Odio la cara de asco con la que me miran algunos de los que pasan delante de mí. Tendrían que estar en mi lugar. Así se enterarían de lo que vale un peine. Bueno, en realidad un peine no, en todo caso una vida distinta a la suya, pues la alusión a un peine, cuyo significado mucha gente ignora, se refiere a augurios muy negativos, y no es el caso, pues yo, la verdad, no lo paso nada mal. ¡¿Qué digo?! Me lo paso cojonudamente bien. Yo sí tengo un lugar fijo y seguro donde vivir, no como muchos de esos idiotas que deambulan por ahí sin rumbo fijo, pidiendo en las esquinas y durmiendo en un banco cochambroso. Y quienes sí tienen donde ir, seguro que es un lugar de trabajo asqueroso, con un sueldo de mierda o un piso con aluminosis, con tres o cuatro niños revoltosos y maleducados, y una mujer que les hace la vida imposible. Y si les preguntara si son felices, mentirían como bellacos.

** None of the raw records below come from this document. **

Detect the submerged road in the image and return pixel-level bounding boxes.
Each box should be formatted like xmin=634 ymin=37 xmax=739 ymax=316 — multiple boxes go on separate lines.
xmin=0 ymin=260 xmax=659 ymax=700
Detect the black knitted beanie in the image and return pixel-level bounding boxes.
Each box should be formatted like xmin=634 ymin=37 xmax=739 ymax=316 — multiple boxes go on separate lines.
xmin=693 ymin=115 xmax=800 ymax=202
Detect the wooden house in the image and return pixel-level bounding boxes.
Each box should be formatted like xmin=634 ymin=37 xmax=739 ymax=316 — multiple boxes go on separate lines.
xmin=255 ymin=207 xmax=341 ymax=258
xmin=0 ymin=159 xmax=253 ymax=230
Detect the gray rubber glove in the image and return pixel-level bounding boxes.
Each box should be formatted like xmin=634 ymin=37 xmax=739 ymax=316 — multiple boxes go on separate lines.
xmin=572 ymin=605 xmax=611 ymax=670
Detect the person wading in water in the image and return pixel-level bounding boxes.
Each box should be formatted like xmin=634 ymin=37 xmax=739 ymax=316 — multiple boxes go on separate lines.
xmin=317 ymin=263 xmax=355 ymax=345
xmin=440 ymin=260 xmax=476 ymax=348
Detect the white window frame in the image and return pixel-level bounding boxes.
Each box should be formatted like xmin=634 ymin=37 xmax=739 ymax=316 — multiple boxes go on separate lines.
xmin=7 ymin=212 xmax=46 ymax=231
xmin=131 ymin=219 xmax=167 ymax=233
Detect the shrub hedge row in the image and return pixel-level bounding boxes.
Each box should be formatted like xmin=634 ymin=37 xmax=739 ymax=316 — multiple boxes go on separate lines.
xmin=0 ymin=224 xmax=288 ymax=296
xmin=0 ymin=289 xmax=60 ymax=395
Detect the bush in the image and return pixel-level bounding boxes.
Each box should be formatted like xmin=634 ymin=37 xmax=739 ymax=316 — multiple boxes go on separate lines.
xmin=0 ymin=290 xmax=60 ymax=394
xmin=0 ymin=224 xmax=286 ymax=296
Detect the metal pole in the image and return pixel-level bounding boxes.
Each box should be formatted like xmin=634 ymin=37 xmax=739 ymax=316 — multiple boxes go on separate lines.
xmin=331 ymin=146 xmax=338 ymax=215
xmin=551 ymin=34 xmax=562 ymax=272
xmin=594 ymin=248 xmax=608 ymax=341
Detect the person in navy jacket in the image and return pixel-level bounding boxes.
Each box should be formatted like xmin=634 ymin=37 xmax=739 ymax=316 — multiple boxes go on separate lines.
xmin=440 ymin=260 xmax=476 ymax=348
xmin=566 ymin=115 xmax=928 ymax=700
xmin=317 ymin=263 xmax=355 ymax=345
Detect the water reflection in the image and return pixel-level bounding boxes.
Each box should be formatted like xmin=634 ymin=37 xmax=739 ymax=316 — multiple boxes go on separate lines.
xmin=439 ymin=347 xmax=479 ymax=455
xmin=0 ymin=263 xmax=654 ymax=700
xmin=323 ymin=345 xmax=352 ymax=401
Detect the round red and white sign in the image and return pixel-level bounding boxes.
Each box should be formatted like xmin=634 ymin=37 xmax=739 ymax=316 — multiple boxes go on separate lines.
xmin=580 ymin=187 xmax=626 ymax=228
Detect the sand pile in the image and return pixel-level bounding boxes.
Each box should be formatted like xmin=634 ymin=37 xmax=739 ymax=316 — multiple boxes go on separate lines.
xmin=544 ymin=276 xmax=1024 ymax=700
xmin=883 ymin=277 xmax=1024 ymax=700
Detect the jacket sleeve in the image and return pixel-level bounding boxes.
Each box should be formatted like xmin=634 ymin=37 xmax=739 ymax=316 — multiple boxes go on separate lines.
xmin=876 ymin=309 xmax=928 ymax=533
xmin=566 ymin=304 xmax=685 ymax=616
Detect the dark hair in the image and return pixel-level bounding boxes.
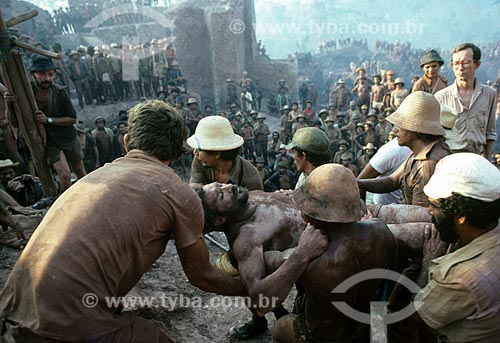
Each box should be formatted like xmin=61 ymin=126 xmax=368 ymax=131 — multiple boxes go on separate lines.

Yo hace años que dejé de ser un esclavo. No dependo de nadie ni nadie depende de mí. Trabajar para otro para que se enriquezca a mi costa no va conmigo. Y desde que tomé la decisión de liberarme, soy feliz. Amo la libertad y no hay mejor forma de disfrutarla que vivir en la calle. Sí, en la calle, lo habéis oído bien. Ah, ¿no os parece bien? Sois como la gran mayoría de pijos ignorantes. ¡Qué sabréis vosotros! ¿Acaso lo habéis probado? No se puede juzgar algo sin conocerlo. La gente tiene muchos prejuicios. No soportan a los que no son como ellos. Bueno, para ser sincero, yo tampoco les soporto a ellos, unos engreídos del tres al cuarto. Y es que la gente habla por hablar, sin tener ni puta idea de a lo que me refiero. ¿Que no os gusta mi lenguaje? No seáis hipócritas, seguro que soltáis las mismas palabrotas o peores en la intimidad, como dijo que hacía ese político del bigotito cuando hablaba en catalán. ¡Qué idiota! Ese, como todos los políticos, se cree que somos tontos. Bueno, la verdad es que la gran mayoría de los ciudadanos lo son. Yo no, me huelo la mentira a kilómetros de distancia y como no quiero ser engañado en ningún aspecto, por eso me he planteado vivir como lo hago: a mi aire y sin compromisos de ningún tipo.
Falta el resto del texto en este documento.